`storage`: remove `compaction_ratio` metric from `probe` by WillemKauf · Pull Request #29994 · redpanda-data/redpanda

WillemKauf · 2026-03-30T16:14:35Z

The cardinality of this metric is much too high, and its usefulness doesnot justify the cost. Aggregating it would also reduce its usefulness.

We have plenty of log lines from which one could infer the "compactibility" of a segment/log/topic.

Backports Required

Release Notes

none

Copilot

Pull request overview

Reduces /metrics cardinality for storage compaction ratio by making the metric eligible for label aggregation across partitions (topic-level rollup) rather than emitting a distinct time series per partition.

Changes:

Removed the non-aggregated compaction_ratio metric registration.
Added a new aggregated metric compaction_ratio_total with updated help text describing topic-level aggregation.

StephanDollberg

Does it make more sense to calculate a ratio more directly at the topic level instead of doing the average of averages approach (weighted by bytes or something)?

WillemKauf · 2026-03-30T21:00:28Z

Does it make more sense to calculate a ratio more directly at the topic level instead of doing the average of averages approach (weighted by bytes or something)?

to be honest this metric is already fairly approximate given its sliding window nature and the fact it has a sample size of 5 segments/operations. i don't believe it is a good indicator of "compactibility" and doing the low effort thing here probably isn't a huge deal.

wdyt @dotnwat ?

vbotbuildovich · 2026-03-30T21:17:43Z

CI test results

test results on build#82498

test_class	test_method	test_arguments	test_kind	job_url	test_status	passed	reason	test_history
RedpandaNodeOperationsSmokeTest	test_node_ops_smoke_test	{"cloud_storage_type": 1, "mixed_versions": false}	integration	https://buildkite.com/redpanda/redpanda/builds/82498#019d4052-e5f7-4866-aa5e-e66447800099	FLAKY	10/11	Test PASSES after retries.No significant increase in flaky rate(baseline=0.0000, p0=1.0000, reject_threshold=0.0100. adj_baseline=0.1000, p1=0.3487, trust_threshold=0.5000)	https://redpanda.metabaseapp.com/dashboard/87-tests?tab=142-dt-individual-test-history&test_class=RedpandaNodeOperationsSmokeTest&test_method=test_node_ops_smoke_test
WriteCachingFailureInjectionE2ETest	test_crash_all	{"use_transactions": false}	integration	https://buildkite.com/redpanda/redpanda/builds/82498#019d4052-d9f8-49ca-9df6-fef61d0aabd6	FLAKY	18/21	Test PASSES after retries.No significant increase in flaky rate(baseline=0.0825, p0=0.5002, reject_threshold=0.0100. adj_baseline=0.2278, p1=0.1333, trust_threshold=0.5000)	https://redpanda.metabaseapp.com/dashboard/87-tests?tab=142-dt-individual-test-history&test_class=WriteCachingFailureInjectionE2ETest&test_method=test_crash_all

andrwng · 2026-04-01T19:51:15Z

+          sm::description(
+            "Sum of compaction ratios across segments in this partition. "
+            "When aggregate_metrics is enabled, this is summed across all "
+            "partitions in a topic; divide by the partition count to get "
+            "the average compaction ratio."),


I'm fine with this change, but just looking at how it's used (moving average of ratio computed with every segment rewrite), I'm wondering how useful it is in practice as is today (even without this aggregation).

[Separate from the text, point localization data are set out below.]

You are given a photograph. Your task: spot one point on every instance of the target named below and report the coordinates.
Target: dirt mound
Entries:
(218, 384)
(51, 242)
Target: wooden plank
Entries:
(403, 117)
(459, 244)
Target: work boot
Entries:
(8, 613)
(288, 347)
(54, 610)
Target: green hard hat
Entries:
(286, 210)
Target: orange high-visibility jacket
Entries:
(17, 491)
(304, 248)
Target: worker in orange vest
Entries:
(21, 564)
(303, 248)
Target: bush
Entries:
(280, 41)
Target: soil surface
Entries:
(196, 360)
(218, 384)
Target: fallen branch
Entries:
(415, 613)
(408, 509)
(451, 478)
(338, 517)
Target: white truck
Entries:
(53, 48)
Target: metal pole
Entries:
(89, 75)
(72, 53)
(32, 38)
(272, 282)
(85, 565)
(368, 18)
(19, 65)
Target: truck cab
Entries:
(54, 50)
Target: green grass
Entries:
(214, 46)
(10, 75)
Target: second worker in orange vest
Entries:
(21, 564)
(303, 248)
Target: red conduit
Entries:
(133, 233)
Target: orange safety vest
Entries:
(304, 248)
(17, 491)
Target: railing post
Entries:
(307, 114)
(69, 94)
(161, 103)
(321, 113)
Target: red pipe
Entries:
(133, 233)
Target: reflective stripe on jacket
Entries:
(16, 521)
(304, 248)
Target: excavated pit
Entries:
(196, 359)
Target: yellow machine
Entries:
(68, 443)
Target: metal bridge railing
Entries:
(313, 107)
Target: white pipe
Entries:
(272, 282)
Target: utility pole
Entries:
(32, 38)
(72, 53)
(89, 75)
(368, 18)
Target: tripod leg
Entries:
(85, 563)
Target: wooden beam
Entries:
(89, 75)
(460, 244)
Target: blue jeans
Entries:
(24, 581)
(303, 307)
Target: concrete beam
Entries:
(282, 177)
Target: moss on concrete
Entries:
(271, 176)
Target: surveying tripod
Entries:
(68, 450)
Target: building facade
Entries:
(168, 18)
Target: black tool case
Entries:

If we're already going to need callers to do some math with this division, maybe we should instead expose some bytes_rewritten_in and bytes_rewritten_out and aggregate that, so that the collective compaction ratio is always bytes out / bytes in, whether aggregated or not.

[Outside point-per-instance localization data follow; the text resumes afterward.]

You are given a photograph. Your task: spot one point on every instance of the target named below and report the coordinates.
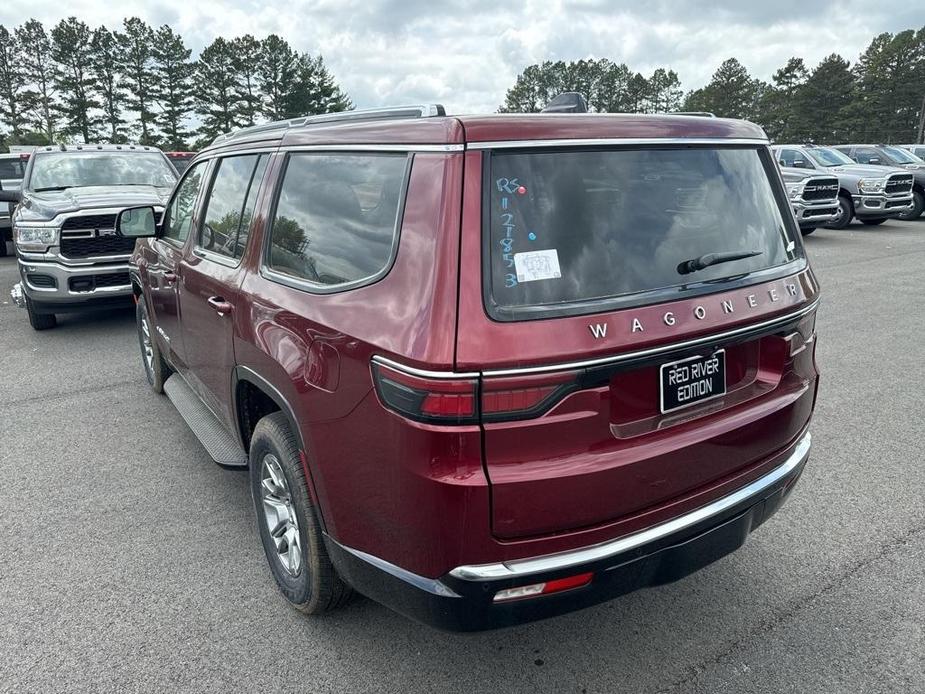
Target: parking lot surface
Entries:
(129, 561)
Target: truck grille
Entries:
(821, 189)
(81, 237)
(87, 283)
(899, 184)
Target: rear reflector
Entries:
(533, 590)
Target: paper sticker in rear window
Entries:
(537, 265)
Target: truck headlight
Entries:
(872, 185)
(29, 238)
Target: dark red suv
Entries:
(486, 369)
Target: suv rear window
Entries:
(336, 219)
(579, 231)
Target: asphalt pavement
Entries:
(130, 562)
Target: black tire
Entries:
(845, 213)
(918, 206)
(39, 321)
(156, 369)
(314, 586)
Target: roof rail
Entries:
(363, 114)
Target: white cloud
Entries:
(467, 53)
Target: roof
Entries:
(97, 147)
(367, 128)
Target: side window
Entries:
(178, 219)
(866, 155)
(230, 208)
(336, 217)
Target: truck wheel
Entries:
(39, 321)
(845, 213)
(156, 369)
(918, 206)
(288, 522)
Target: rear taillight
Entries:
(522, 397)
(462, 399)
(535, 590)
(428, 398)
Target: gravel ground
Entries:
(130, 562)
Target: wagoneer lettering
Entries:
(452, 369)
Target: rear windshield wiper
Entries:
(706, 260)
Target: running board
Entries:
(214, 437)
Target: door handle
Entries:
(220, 305)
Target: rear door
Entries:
(616, 379)
(163, 261)
(212, 273)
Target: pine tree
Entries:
(664, 91)
(70, 48)
(105, 70)
(246, 61)
(275, 74)
(40, 72)
(731, 93)
(136, 44)
(314, 90)
(825, 101)
(216, 90)
(173, 73)
(12, 81)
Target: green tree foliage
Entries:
(12, 81)
(136, 43)
(824, 103)
(71, 49)
(173, 74)
(246, 60)
(40, 71)
(732, 93)
(314, 90)
(275, 74)
(217, 89)
(104, 66)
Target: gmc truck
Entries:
(70, 257)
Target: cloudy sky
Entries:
(465, 54)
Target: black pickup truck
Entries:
(70, 257)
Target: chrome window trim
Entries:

I'm wondering how useful it is in practice as is today

I don't think its all that useful. I was leaning towards fully removing it.

If we're already going to need callers to do some math with this division, maybe we should instead expose some bytes_rewritten_in and bytes_rewritten_out and aggregate that, so that the collective compaction ratio is always bytes out / bytes in, whether aggregated or not.

I'd prefer this change as well but it would require some additional state/book-keeping in disk_log_impl, and I wasn't sure that juice was worth the squeeze.

+1 to removing it

additional state/book-keeping

FWIW the compaction_result (where we compute the compaction ratio today) seems to already have size_before and size_after. Presumably if we could just add these to a counter, or am I missing something?

Ah i guess the issue is that we'd kind of want a rolling average of both of the counters in order to make sense of them over longer spans of time, though maybe for monitoring, even if we didn't have the rolling average we could do something like rate(size_before) / rate(size_after)

Currently the compaction_ratio is represented as a moving_average with 5 samples in the disk_log_impl, so the book-keeping isn't just two size_ts or something like that

Right, edited my message with another thought (using rates). If we do that, I don't think a moving average is necessary. Though I'm also not confident enough in my grafana fu to know that what i'm suggesting gets us something useful

I'm leaning towards outright removing the metric and the moving average itself from disk_log_impl now. @dotnwat do you have any objections to this?

I'll defer to your best judgement on if you think it's useful or not. Compaction ratio seems useful on the surface in that it tells us something about the data, but I think we lose that usefulness if we aggregate. So if the choice is between aggregate or drop it, dropping it is probably the right move.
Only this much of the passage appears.